For your presentation 'The Undeclared Crowd' you were inspired by Chantal Mouffe's idea of 'agonism'. Does the metaphor of agonism also apply to the experience of being a curator-in-residence?
Well, yes, the host and the guest somehow become 'friendly enemies'. There are many challenges both for the insider - the host - as for the outsider - the curator-in-residence. They give and take, they challenge their own life and working environments. And I think we must try and hope to be able to produce a positive and productive tension for the potential development of the institutions as well as the individuals. We have to learn from each other, understand each other.
Did it work out that positive for you, at the Van Abbe?
I can't be sure that my stay at the Van Abbemuseum was successful enough in terms of all that I've just mentioned. However at least I learned a lot. And I 'm convinced that because of my stay people working at the museum are getting to realize how much effort it takes to strive for real integration, to have a hospitality from our hearts. For me, all these experiences are related to developing insight in what happens in contemporary society and how we can speak about integration and hospitality within and through art.
In what way has the opportunity to stay for a long time in residence at the Van Abbe influenced your own practice as curator?

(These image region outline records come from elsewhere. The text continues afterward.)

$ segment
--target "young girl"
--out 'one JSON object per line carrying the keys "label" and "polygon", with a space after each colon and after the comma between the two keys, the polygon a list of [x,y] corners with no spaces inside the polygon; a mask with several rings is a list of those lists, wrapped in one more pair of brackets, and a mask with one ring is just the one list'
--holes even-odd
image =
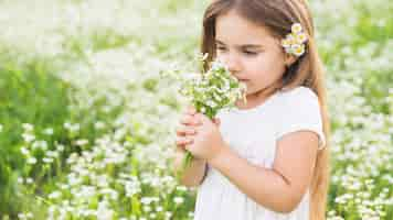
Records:
{"label": "young girl", "polygon": [[325,219],[329,121],[305,1],[215,0],[202,52],[246,84],[247,102],[181,119],[174,167],[193,154],[181,183],[199,186],[194,219]]}

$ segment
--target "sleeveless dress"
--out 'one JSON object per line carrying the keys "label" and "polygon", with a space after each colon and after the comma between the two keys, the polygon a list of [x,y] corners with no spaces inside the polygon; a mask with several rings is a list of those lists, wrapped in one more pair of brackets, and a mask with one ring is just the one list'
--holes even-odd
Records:
{"label": "sleeveless dress", "polygon": [[[326,144],[318,97],[302,86],[279,90],[252,109],[223,109],[217,118],[224,141],[249,163],[265,168],[273,167],[276,142],[287,133],[312,131],[319,135],[318,148]],[[209,165],[208,174],[198,188],[194,220],[308,219],[309,189],[295,210],[280,213],[256,204]]]}

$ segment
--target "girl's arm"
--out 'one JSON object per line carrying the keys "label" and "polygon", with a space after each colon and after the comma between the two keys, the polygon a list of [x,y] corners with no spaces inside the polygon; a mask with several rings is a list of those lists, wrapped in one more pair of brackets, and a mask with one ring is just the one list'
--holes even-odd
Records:
{"label": "girl's arm", "polygon": [[[174,158],[174,172],[181,169],[185,153],[182,150],[177,150]],[[195,187],[202,184],[208,163],[204,160],[192,158],[190,166],[184,170],[180,184],[187,187]]]}
{"label": "girl's arm", "polygon": [[310,185],[317,148],[316,133],[298,131],[277,142],[272,169],[251,164],[227,145],[209,163],[257,204],[287,213],[298,206]]}

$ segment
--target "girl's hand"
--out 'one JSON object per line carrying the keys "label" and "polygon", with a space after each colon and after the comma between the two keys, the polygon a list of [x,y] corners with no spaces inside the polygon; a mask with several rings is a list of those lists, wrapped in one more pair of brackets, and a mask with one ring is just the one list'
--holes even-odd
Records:
{"label": "girl's hand", "polygon": [[[185,150],[197,158],[210,161],[214,158],[224,146],[224,141],[220,133],[220,120],[210,120],[202,113],[195,113],[187,121],[194,122],[193,125],[187,125],[190,130],[184,132],[192,133],[188,135]],[[192,129],[192,130],[191,130]]]}
{"label": "girl's hand", "polygon": [[183,152],[185,154],[185,145],[193,142],[193,135],[197,134],[195,127],[200,124],[200,121],[194,119],[197,110],[194,107],[190,106],[183,113],[180,120],[180,125],[176,130],[177,133],[177,151]]}

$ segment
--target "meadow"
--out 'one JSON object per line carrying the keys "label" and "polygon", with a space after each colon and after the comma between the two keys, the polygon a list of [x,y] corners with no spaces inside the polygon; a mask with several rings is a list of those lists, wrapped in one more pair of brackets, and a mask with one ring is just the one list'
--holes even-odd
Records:
{"label": "meadow", "polygon": [[[188,220],[170,167],[209,0],[0,1],[0,219]],[[329,220],[393,219],[393,2],[312,0]]]}

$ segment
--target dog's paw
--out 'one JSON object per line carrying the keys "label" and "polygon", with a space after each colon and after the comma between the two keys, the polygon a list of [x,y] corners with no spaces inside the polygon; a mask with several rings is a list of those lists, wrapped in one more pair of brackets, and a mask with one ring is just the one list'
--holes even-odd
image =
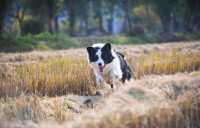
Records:
{"label": "dog's paw", "polygon": [[102,83],[103,83],[103,80],[102,80],[102,79],[98,79],[98,80],[97,80],[97,84],[98,84],[98,85],[101,85]]}

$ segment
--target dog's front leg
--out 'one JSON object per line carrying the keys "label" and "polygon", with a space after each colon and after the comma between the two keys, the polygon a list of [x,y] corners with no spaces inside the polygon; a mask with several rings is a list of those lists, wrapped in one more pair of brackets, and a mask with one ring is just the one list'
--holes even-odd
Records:
{"label": "dog's front leg", "polygon": [[102,76],[101,76],[99,73],[97,73],[96,71],[94,71],[94,73],[95,73],[96,80],[97,80],[97,85],[98,85],[98,89],[97,89],[97,91],[96,91],[96,94],[97,94],[97,95],[100,95],[99,88],[102,88],[102,87],[103,87],[103,78],[102,78]]}
{"label": "dog's front leg", "polygon": [[112,91],[115,90],[114,82],[115,82],[115,72],[111,71],[110,72],[110,76],[109,76],[109,84],[110,84],[110,87],[111,87]]}

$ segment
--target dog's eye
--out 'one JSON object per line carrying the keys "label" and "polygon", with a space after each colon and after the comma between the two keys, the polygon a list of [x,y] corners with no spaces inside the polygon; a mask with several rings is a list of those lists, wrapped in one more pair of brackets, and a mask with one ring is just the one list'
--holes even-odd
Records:
{"label": "dog's eye", "polygon": [[95,60],[98,60],[98,56],[94,56],[94,59],[95,59]]}

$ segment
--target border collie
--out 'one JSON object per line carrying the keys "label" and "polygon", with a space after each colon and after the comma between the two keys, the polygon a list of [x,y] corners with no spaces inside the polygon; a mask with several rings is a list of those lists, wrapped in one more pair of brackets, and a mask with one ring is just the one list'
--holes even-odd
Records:
{"label": "border collie", "polygon": [[120,79],[122,83],[131,79],[131,69],[124,55],[115,52],[110,43],[93,44],[87,47],[87,52],[88,63],[94,70],[99,86],[106,81],[113,89],[115,79]]}

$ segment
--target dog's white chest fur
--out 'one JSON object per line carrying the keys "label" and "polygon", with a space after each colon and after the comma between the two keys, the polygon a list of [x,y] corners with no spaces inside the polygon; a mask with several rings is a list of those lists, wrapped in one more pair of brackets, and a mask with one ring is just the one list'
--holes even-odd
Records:
{"label": "dog's white chest fur", "polygon": [[[95,59],[96,61],[91,61],[89,55],[87,57],[88,63],[93,68],[94,73],[96,75],[97,83],[99,85],[101,85],[101,83],[104,80],[109,84],[113,84],[116,78],[117,79],[122,78],[122,71],[120,69],[120,60],[115,51],[112,48],[110,49],[112,57],[114,57],[114,59],[112,59],[111,62],[106,63],[107,60],[105,59],[105,57],[102,58],[103,56],[106,56],[106,53],[103,53],[104,51],[101,50],[104,47],[104,45],[105,44],[94,44],[92,46],[93,48],[97,49],[96,53],[94,53],[95,57],[98,57],[98,59]],[[100,63],[102,64],[101,67],[103,68],[103,71],[101,71],[99,68]]]}

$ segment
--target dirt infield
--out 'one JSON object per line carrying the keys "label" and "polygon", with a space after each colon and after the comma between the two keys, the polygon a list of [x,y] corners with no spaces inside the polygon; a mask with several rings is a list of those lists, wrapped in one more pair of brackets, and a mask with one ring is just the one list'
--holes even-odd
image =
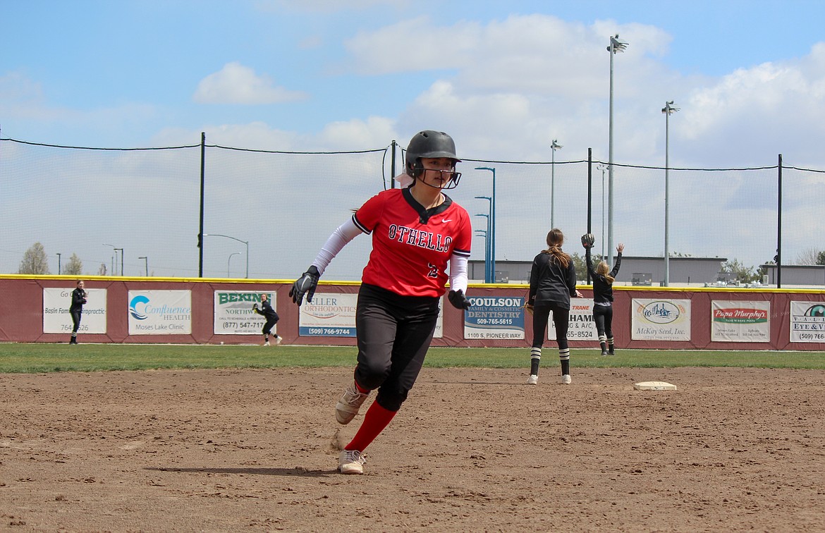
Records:
{"label": "dirt infield", "polygon": [[425,369],[343,476],[351,375],[0,375],[0,530],[825,530],[821,370]]}

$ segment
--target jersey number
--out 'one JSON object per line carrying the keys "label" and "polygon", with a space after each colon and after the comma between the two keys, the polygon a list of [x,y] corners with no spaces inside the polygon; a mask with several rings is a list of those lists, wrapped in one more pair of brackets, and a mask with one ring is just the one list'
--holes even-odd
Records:
{"label": "jersey number", "polygon": [[438,277],[438,267],[432,263],[427,263],[427,266],[430,268],[430,272],[427,275],[427,277]]}

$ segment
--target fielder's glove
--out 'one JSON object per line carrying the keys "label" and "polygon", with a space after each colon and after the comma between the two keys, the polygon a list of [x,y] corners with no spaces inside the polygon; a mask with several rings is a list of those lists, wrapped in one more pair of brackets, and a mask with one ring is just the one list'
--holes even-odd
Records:
{"label": "fielder's glove", "polygon": [[312,302],[312,297],[315,295],[315,289],[318,288],[319,277],[321,277],[321,274],[313,265],[299,278],[295,280],[295,282],[292,284],[292,288],[290,289],[290,296],[292,296],[293,303],[298,304],[298,306],[300,307],[304,293],[307,295],[307,302]]}
{"label": "fielder's glove", "polygon": [[469,309],[470,306],[469,300],[464,297],[464,290],[459,289],[458,290],[450,290],[447,293],[447,300],[450,303],[453,304],[457,309]]}

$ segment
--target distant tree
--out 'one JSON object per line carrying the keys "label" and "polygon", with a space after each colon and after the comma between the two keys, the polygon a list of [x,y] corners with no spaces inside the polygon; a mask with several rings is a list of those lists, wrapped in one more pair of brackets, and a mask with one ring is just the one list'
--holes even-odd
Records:
{"label": "distant tree", "polygon": [[35,243],[23,252],[18,274],[51,274],[49,271],[49,259],[46,251],[40,243]]}
{"label": "distant tree", "polygon": [[796,257],[798,265],[825,265],[825,250],[808,248]]}
{"label": "distant tree", "polygon": [[721,271],[730,274],[731,277],[739,283],[752,283],[761,279],[761,275],[755,272],[753,266],[745,266],[738,259],[731,259],[722,263]]}
{"label": "distant tree", "polygon": [[66,264],[63,271],[67,276],[80,276],[83,273],[83,263],[77,253],[73,253],[72,257],[68,258],[68,263]]}

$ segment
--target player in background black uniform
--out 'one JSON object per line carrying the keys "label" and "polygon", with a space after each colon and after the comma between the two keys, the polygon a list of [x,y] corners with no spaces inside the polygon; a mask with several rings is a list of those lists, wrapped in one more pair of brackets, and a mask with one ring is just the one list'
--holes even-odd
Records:
{"label": "player in background black uniform", "polygon": [[539,382],[539,364],[541,347],[550,312],[556,324],[556,342],[559,343],[559,360],[562,366],[562,383],[569,384],[570,348],[567,332],[570,323],[570,297],[581,298],[576,290],[576,267],[570,256],[562,251],[564,234],[554,228],[547,233],[547,249],[533,259],[530,271],[530,296],[526,309],[533,315],[533,346],[530,349],[530,377],[527,384]]}
{"label": "player in background black uniform", "polygon": [[[266,318],[266,322],[264,323],[262,330],[263,345],[269,346],[270,332],[272,331],[272,326],[277,323],[280,317],[279,317],[278,314],[272,309],[272,304],[269,302],[269,296],[266,294],[261,295],[261,309],[258,309],[257,304],[252,304],[252,310],[258,314],[262,314]],[[280,336],[277,333],[272,333],[272,335],[275,336],[276,346],[280,344]]]}
{"label": "player in background black uniform", "polygon": [[590,251],[596,239],[592,233],[582,236],[582,246],[584,247],[584,257],[587,262],[587,271],[593,280],[593,322],[596,323],[596,331],[599,334],[599,345],[601,347],[601,355],[612,356],[615,354],[613,343],[613,281],[619,267],[621,266],[621,252],[625,245],[621,243],[616,247],[616,260],[613,270],[607,271],[608,266],[604,261],[600,262],[596,268],[590,257]]}
{"label": "player in background black uniform", "polygon": [[78,343],[78,329],[80,328],[80,315],[83,313],[83,304],[86,304],[87,293],[83,289],[85,284],[82,280],[78,280],[77,288],[72,291],[72,304],[68,308],[68,313],[72,315],[72,338],[69,344]]}

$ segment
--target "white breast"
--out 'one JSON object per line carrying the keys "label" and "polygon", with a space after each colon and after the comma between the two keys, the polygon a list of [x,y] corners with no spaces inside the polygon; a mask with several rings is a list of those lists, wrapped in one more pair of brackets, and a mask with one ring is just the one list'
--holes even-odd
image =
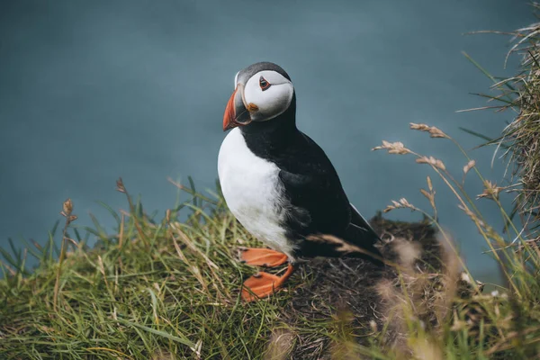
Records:
{"label": "white breast", "polygon": [[279,168],[255,156],[238,128],[221,144],[218,174],[227,205],[244,228],[270,248],[292,257],[292,244],[280,226],[285,210]]}

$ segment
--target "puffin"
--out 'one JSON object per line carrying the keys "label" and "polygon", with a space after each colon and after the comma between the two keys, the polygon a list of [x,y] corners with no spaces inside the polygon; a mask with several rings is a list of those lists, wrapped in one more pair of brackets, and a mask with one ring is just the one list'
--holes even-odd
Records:
{"label": "puffin", "polygon": [[[330,121],[327,119],[326,121]],[[296,126],[296,94],[278,65],[258,62],[236,74],[223,115],[227,134],[218,156],[221,193],[230,211],[270,248],[242,248],[253,266],[288,264],[283,274],[247,279],[247,302],[283,287],[299,261],[355,256],[384,266],[380,237],[348,201],[324,150]]]}

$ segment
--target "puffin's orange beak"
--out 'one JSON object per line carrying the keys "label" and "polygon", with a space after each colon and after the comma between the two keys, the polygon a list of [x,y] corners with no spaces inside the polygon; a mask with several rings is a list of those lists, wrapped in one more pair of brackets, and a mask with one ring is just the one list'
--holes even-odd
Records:
{"label": "puffin's orange beak", "polygon": [[248,125],[251,122],[249,111],[244,105],[242,99],[243,86],[238,84],[230,99],[227,103],[225,113],[223,114],[223,131],[237,126]]}

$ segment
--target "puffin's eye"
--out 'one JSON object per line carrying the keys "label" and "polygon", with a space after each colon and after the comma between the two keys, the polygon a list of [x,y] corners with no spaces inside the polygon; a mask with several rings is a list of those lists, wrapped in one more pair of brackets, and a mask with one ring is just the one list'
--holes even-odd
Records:
{"label": "puffin's eye", "polygon": [[270,86],[271,84],[267,82],[266,78],[264,78],[263,76],[259,78],[259,86],[261,86],[261,90],[265,91],[268,87],[270,87]]}

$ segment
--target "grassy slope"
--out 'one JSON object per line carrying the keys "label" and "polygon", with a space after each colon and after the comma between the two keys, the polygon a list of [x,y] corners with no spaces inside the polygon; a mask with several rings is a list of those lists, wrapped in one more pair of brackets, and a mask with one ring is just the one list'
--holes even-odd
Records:
{"label": "grassy slope", "polygon": [[[383,252],[401,266],[401,276],[392,270],[381,275],[361,260],[318,260],[300,269],[289,291],[244,303],[238,291],[255,269],[236,260],[236,247],[256,242],[238,225],[221,199],[194,195],[184,206],[191,208],[192,215],[181,223],[175,220],[176,212],[167,212],[166,219],[156,222],[140,204],[130,205],[130,213],[117,215],[115,234],[106,235],[99,227],[92,230],[101,238],[95,248],[86,248],[84,241],[67,240],[71,248],[61,268],[50,248],[37,248],[32,252],[41,265],[33,274],[23,276],[4,265],[7,274],[0,281],[0,357],[367,355],[384,359],[412,352],[420,358],[436,359],[446,352],[450,358],[487,358],[486,348],[490,347],[501,357],[506,354],[515,358],[512,341],[521,338],[516,336],[513,304],[508,298],[484,295],[457,300],[459,289],[452,285],[457,267],[437,270],[438,259],[453,261],[437,252],[431,226],[374,220],[374,226],[387,232],[388,248]],[[70,232],[68,230],[66,238]],[[424,247],[412,256],[414,266],[407,266],[410,256],[398,238]],[[405,255],[400,257],[396,251]],[[464,297],[471,293],[466,291]],[[537,314],[535,307],[536,327],[540,326]],[[464,320],[468,325],[459,325]],[[471,340],[476,336],[468,337],[478,333],[481,321],[499,325],[481,327],[483,342],[479,346]],[[526,321],[533,321],[531,314]],[[536,330],[524,338],[536,340],[531,336]],[[501,333],[486,338],[497,331]],[[498,352],[494,346],[508,349]]]}
{"label": "grassy slope", "polygon": [[[494,97],[504,102],[501,107],[519,110],[498,140],[513,154],[518,184],[524,189],[518,211],[528,212],[536,221],[538,33],[540,25],[516,34],[518,47],[513,50],[528,54],[523,73],[503,82],[490,76],[502,92]],[[436,141],[454,141],[436,128],[411,127],[439,138]],[[464,156],[464,171],[484,184],[481,196],[486,199],[481,201],[489,199],[500,208],[500,224],[483,220],[474,196],[464,190],[464,175],[448,173],[440,159],[417,154],[399,142],[385,142],[378,148],[412,156],[444,180],[493,250],[505,281],[501,295],[482,294],[477,283],[464,281],[466,276],[460,277],[451,241],[444,234],[443,240],[436,238],[436,216],[401,199],[387,210],[422,212],[431,225],[374,220],[374,225],[385,233],[383,253],[397,271],[376,273],[358,260],[317,260],[302,266],[288,291],[244,303],[238,297],[241,283],[256,269],[239,264],[235,248],[256,241],[238,225],[222,199],[211,200],[184,189],[193,196],[181,206],[191,211],[187,221],[177,221],[180,207],[155,221],[128,195],[130,212],[112,212],[118,220],[113,235],[97,223],[90,230],[100,238],[93,249],[69,227],[60,251],[55,249],[52,236],[44,248],[30,246],[24,253],[14,248],[14,256],[0,249],[5,260],[0,266],[4,273],[0,280],[0,357],[538,357],[538,228],[529,226],[523,232],[512,228],[510,215],[499,201],[512,187],[501,188],[484,179],[456,145]],[[123,184],[118,185],[127,194]],[[430,181],[423,194],[436,214]],[[67,224],[75,220],[71,212],[66,203]],[[499,230],[503,224],[505,233]],[[508,247],[505,238],[518,240]],[[35,272],[24,270],[26,256],[40,260]]]}

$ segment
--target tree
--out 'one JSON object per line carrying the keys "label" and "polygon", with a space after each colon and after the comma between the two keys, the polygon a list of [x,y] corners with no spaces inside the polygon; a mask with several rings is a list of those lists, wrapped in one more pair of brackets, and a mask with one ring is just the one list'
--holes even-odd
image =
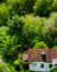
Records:
{"label": "tree", "polygon": [[53,8],[53,11],[57,12],[57,0],[54,0],[52,8]]}
{"label": "tree", "polygon": [[9,19],[9,12],[5,3],[0,4],[0,27],[7,25],[7,21]]}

For several years I worked as an institutional curator in Artsonje Center in Seoul. Since the Van Abbemuseum has a bigger scale, it was good to experience the difference in institutional systems, especially collection systems and the way of working with them. And since this research curatorship has started from the new director Charles Esche's ambition, I could also see how institutional agenda's can be challenged by new visions and practices. I could observe how this can be made into a success and how the museum tries to create from below. This all has given me a much deeper understanding of institutional art practice.
Do you think that in the future every museum or art institute will offer a residency opportunity?
Well, museums and art institutions at least should try to move into this direction, definitely. These institutions for the most part are stable organisations, therefore they also tend to lose their experimental spirit. People working in these institutions end up being more concerned about the persistency of their properties, collections, and systems rather than about change and challenge.
So there is a task lying ahead of curators-in-residence?
Curators and artists from outside should continuously interrupt with these ongoing realities, from different perspectives. And again, pars pro toto, this has been the impact of immigrants in society in general: there may be some unsuccessful moments during their intervention in the ongoing social reality, but thanks to immigrants societies stay dynamic. This is exactly what this 'friendly enemies' situation is about: you "share a common symbolic space but also want to organise this common symbolic space in a different way".